This is an introductory course in the theory of statistics, inference, and machine learning, with an emphasis on theoretical understanding & practical exercises. The course will combine, and alternate, between mathematical theoretical foundations and practical computational aspects in python.
Professor: Florent Krzakala
Teaching Assistants: Davide Ghio, Ortiz Jimenez Guillermo, Dimitriadis Nikolaos, Luca Pesce
The topics will be chosen from the following basic outline:
- Statistical inference: Estimators, Bias-Variance, Consistency, Efficiency, Maximum likelihood, Fisher Information.
- Bayesian inference, Priors, A posteriori estimation, Expectation-Minimization.
- Supervised learning : Linear Regression, Ridge, Lasso, Sparse problems, high-dimensional Data, Kernel methods, Boosting, Bagging. K-NN, Support Vector Machines, logistic regression, Optimal Margin Classifier
- Statistical learning theory: VC Bounds and Uniform convergence, Implicit regularisation, Double-descent
- Unsupervised learning : Mixture Models, PCA & Kernel PCA, k-means
- Deep learning: multi-layer nets, convnets, auto-encoder, Gradient-descent algorithms
- Basics of Generative models & Reinforcement learning
Discussions: You can discuss and ask questions on the course.
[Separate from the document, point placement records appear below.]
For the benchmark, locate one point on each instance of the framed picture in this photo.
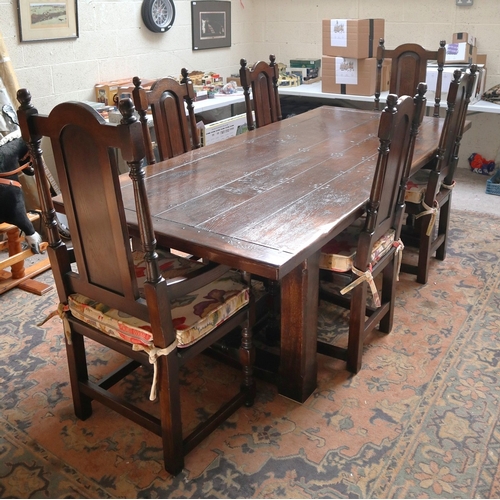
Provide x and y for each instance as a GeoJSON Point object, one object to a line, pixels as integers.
{"type": "Point", "coordinates": [39, 20]}
{"type": "Point", "coordinates": [211, 24]}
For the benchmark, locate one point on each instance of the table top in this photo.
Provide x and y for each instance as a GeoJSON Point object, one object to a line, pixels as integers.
{"type": "Point", "coordinates": [266, 200]}
{"type": "Point", "coordinates": [314, 90]}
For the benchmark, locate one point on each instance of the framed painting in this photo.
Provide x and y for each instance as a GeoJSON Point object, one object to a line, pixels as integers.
{"type": "Point", "coordinates": [211, 24]}
{"type": "Point", "coordinates": [40, 20]}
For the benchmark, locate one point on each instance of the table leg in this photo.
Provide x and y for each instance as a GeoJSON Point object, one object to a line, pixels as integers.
{"type": "Point", "coordinates": [299, 320]}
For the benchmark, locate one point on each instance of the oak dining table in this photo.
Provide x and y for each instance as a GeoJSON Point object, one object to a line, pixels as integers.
{"type": "Point", "coordinates": [266, 201]}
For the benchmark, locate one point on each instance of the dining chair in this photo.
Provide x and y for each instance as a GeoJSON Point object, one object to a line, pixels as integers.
{"type": "Point", "coordinates": [262, 81]}
{"type": "Point", "coordinates": [168, 101]}
{"type": "Point", "coordinates": [153, 307]}
{"type": "Point", "coordinates": [370, 248]}
{"type": "Point", "coordinates": [429, 191]}
{"type": "Point", "coordinates": [409, 68]}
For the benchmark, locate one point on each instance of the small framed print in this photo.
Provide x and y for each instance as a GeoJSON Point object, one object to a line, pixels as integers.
{"type": "Point", "coordinates": [39, 20]}
{"type": "Point", "coordinates": [211, 24]}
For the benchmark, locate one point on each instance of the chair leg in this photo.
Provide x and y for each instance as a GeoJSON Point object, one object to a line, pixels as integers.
{"type": "Point", "coordinates": [170, 413]}
{"type": "Point", "coordinates": [356, 328]}
{"type": "Point", "coordinates": [444, 222]}
{"type": "Point", "coordinates": [78, 372]}
{"type": "Point", "coordinates": [389, 279]}
{"type": "Point", "coordinates": [247, 359]}
{"type": "Point", "coordinates": [424, 251]}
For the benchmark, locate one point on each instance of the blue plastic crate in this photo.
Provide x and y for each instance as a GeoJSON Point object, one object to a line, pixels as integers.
{"type": "Point", "coordinates": [492, 187]}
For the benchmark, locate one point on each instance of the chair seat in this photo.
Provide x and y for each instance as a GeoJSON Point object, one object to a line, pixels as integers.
{"type": "Point", "coordinates": [338, 254]}
{"type": "Point", "coordinates": [194, 315]}
{"type": "Point", "coordinates": [416, 186]}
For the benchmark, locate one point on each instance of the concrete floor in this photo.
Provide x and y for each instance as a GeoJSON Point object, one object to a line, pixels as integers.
{"type": "Point", "coordinates": [469, 194]}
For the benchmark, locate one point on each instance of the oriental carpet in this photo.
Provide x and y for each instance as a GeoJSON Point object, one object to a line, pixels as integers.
{"type": "Point", "coordinates": [420, 420]}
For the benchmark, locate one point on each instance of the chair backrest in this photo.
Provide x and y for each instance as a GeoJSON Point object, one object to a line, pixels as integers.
{"type": "Point", "coordinates": [398, 129]}
{"type": "Point", "coordinates": [84, 152]}
{"type": "Point", "coordinates": [446, 160]}
{"type": "Point", "coordinates": [409, 68]}
{"type": "Point", "coordinates": [262, 79]}
{"type": "Point", "coordinates": [168, 100]}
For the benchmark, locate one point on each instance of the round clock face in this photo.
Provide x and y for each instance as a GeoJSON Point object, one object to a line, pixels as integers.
{"type": "Point", "coordinates": [158, 15]}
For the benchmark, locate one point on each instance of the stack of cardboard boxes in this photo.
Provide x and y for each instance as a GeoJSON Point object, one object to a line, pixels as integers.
{"type": "Point", "coordinates": [349, 64]}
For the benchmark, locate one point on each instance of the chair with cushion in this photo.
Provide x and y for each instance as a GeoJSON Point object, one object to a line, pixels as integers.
{"type": "Point", "coordinates": [167, 100]}
{"type": "Point", "coordinates": [153, 307]}
{"type": "Point", "coordinates": [428, 192]}
{"type": "Point", "coordinates": [262, 80]}
{"type": "Point", "coordinates": [370, 248]}
{"type": "Point", "coordinates": [409, 68]}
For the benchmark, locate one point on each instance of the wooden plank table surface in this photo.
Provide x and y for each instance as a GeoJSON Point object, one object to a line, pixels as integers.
{"type": "Point", "coordinates": [267, 201]}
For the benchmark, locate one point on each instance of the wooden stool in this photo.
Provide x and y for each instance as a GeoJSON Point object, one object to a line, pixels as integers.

We use slack, which is a great platform for this, here is the invitation to join the forum forum on slack which is valid until the end of october.
Short video on introduction and course information
This first class is a recap on probability theory that will serve us well in this class. A good reference, and an absolutly recommended reading, for this lecture is Chap. 1-5 in All of statistics by Wasserman.
This second class is focused on the theory of maximum likelihood estimation. There are many good references on the topic, including for instance chap. 9 in All of statistics, or for the Bayesian point of view, MacKay chap 2 and 3.
A good read on supervised statistical learning is chapter 2 in An Introduction to Statistical Learning by James, Witten, Hastie and Tibshirani. They also discuss in detail K-neareast neighbors.
Week 4(13/10): Gradient descents EXO4
- HW1 (Due october 19, on moodle) Maximum likelihood and Probability
A list of references
- A good book for probability and statistics, accessible to students, is Larry A. Wasserman ‘s All of Statistics.
- An accessible introduction to statistical learning is given in Elements of Statistical Learning by Jerome H. Friedman, Robert Tibshirani, and Trevor Hastie.
- Another great reference is Machine Learning:A Probabilistic Perspective by Kevin P. Murphy. MacKay’s Machine Learning:A Probabilistic Perspective Information Theory, Inference and Learning Algorithms is also a very useful ressource.
- Modern Deep learning is well covered in this recent book: Dive into Deep Learning by A. Zhang, Z. Lipton, M. Li, A.J. Smola.
- Un recent, et excellent, livre de reference en Francais: Introduction au Machine Learning par Chloé-Agathe Azencott.
- Homeworks: There will be three homework assignments, each worth 15% of the final grade.
- Scribing: Each students is expected to provide scribing for at least one lecture. Scribing will also count for 15% of the final grade. Student must write their name on the list of scribes and claim lectures on the scribing list together with ready-to-se overleaf links (see latex section below).
- Projects: Project will account for 40% of the final grade. You may work in teams of 2-4 people. There will be a limited number of project to choose from, and you will not be able to chose other projects. Each team member’s contribution should be highlighted. You should use the project as an opportunity to “learn by doing”.
- Exam: There will be no written exam.
- Videos: videos of the lecture will be posted on the SwichTube channel of the course.
- Academic Integrity: Collaboration among students is allowed, and encouraged, but is intended to help you learn. In other words, you may work on solving assignments together, but you should always write up your solutions separately. You should always implement code alone as well. Whenever collaboration happens, it should be reported by all parties involved in the relevant homework problem.
- How can I use python on my computer?
Two good options to run python online are EPFL Noto & Google Colab. Noto is EPFL’s JupyterLab centralized platform. It allows teachers and students to use notebooks without having to install python on their computer. Google colab provides a similar solution, with the added avantage that it gives access to GPUs. For instnace, you can open the jupyter notebook corresponding to the first exercice by a) opening google colab in your browser) b) selecting github, and c) writing the path
- I do not know any python! What should I do?
- What is overleaf?
If you cannot compile LaTeX on your own computer (and even if you can, this is often a good strategy anyway), EPFL is providing Overleaf Professional accounts for all students: Overleaf EPFL . With Overleaf you can write and compile LaTeX directly from your web browser.